C’est la position défendue par Carbone 4 depuis 2018, tant dans son activité de conseil qu’à travers ses travaux menés dans le cadre de Net Zéro Initiative.

Dans les faits, cela invite à valoriser les contributions d’une entreprise à l’atteinte de la neutralité territoriale de manière séparée de sa propre empreinte carbone. Chaque organisation aurait alors trois comptabilités à suivre en parallèle :

  • Ses émissions de GES sur l’ensemble de la chaîne de valeur, qu’elle doit piloter et réduire à des niveaux compatibles avec les trajectoires d’émissions 1,5°C/2°C ; 
  • Ses contributions à la réduction d’autres acteurs, notamment via l’achat de crédits carbone issus de projets de réduction ; 
  • Ses contributions au développement des puits de carbone mondiaux, notamment via l’achat de crédits carbone issus de projets de séquestration.
Contrairement à la “compensation”, il n’est ainsi pas immédiatement possible d’annuler la première catégorie (les émissions induites) sous prétexte qu’un effort est fait sur les deux autres. Il est plus sain de considérer que ces trois axes sont séparés, non fongibles et à piloter dans le temps de manière ambitieuse. Communiquer sur “une contribution à la neutralité territoriale” et non plus sur « sa propre neutralité » apporte plusieurs avantages : 


  • Plus collectif : parce que le défi de la neutralité mondiale, dont on ne mesure pas encore l’importance, ne se relèvera que par une contribution collective et équitable, qu’il est important de quantifier selon les contributions et efforts de chacun. 
  • Plus précis : les émissions d’une entreprise sont comptablement séparées des autres contributions positives qu’elle peut mener par ailleurs (aider les autres à réduire ou augmenter les puits de carbone). Autrement dit, il s’agit de graver dans le marbre que les émissions d’une entreprise ne disparaissent pas de l’atmosphère sous prétexte qu’elles contribuent à la réduction des émissions des autres ou à l’augmentation des puits de carbone ! 
  • Plus positif : compenser annule les mauvaises actions, contribuer valorise les bonnes ! 
  • Plus juste : acheter un crédit carbone, c’est avant tout soutenir un projet. Une contribution semblable à un acte de philanthropie climatique qui devrait, à l’instar du mécénat, se désintéresser du prix du carbone (si ce n’est dans la mesure de ses moyens) et davantage s’intéresser à la transparence sur l’utilisation des fonds et la justification des marges des intermédiaires.
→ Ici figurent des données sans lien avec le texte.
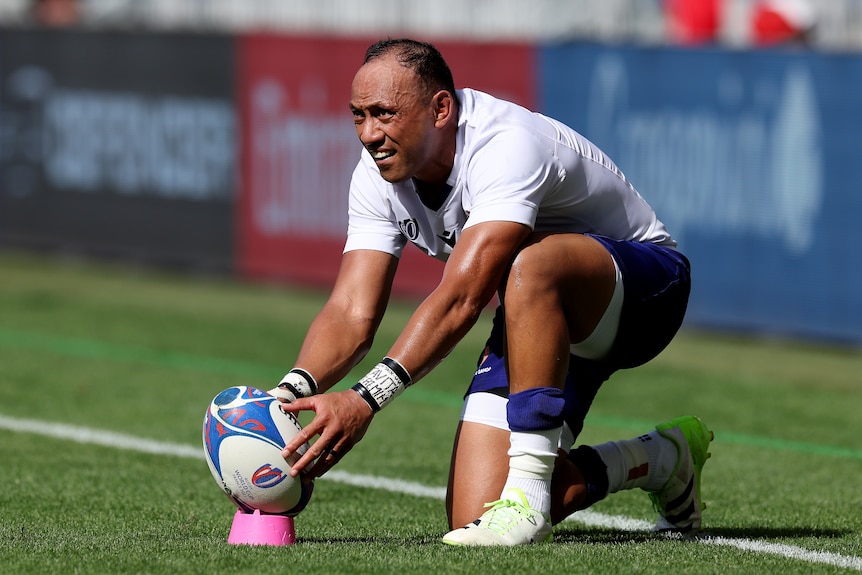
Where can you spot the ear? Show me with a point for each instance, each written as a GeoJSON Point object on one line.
{"type": "Point", "coordinates": [443, 107]}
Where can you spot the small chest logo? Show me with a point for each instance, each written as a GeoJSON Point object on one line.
{"type": "Point", "coordinates": [409, 228]}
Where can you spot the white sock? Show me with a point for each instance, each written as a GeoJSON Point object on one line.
{"type": "Point", "coordinates": [645, 461]}
{"type": "Point", "coordinates": [531, 464]}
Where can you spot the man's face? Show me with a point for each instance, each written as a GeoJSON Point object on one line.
{"type": "Point", "coordinates": [394, 119]}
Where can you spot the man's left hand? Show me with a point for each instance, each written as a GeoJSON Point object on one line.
{"type": "Point", "coordinates": [340, 420]}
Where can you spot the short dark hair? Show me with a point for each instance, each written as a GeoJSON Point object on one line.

Cette position est par ailleurs totalement en phase avec le futur des marchés carbone post-2020 esquissé par l’Accord de Paris, qui stipule que seuls les pays hôtes seront en droit de revendiquer la possession des réductions d’émissions visées dans leurs NDC.

Passer de la compensation à la contribution n’est pas qu’une affaire de sémantique.

C’est la condition sine qua non de l’assainissement de l’imaginaire autour de la finance carbone volontaire, qui inhibe depuis trop longtemps la nécessaire augmentation des flux financiers à destination des projets bas carbone pour combler le “finance gap”*.
Libérer la parole, oser réinventer les concepts à la lumière des nouveaux impératifs climatiques, tout en conservant le meilleur des instruments existants, seront des atouts incontournables pour dessiner le futur cadre de pensée de l’action climatique.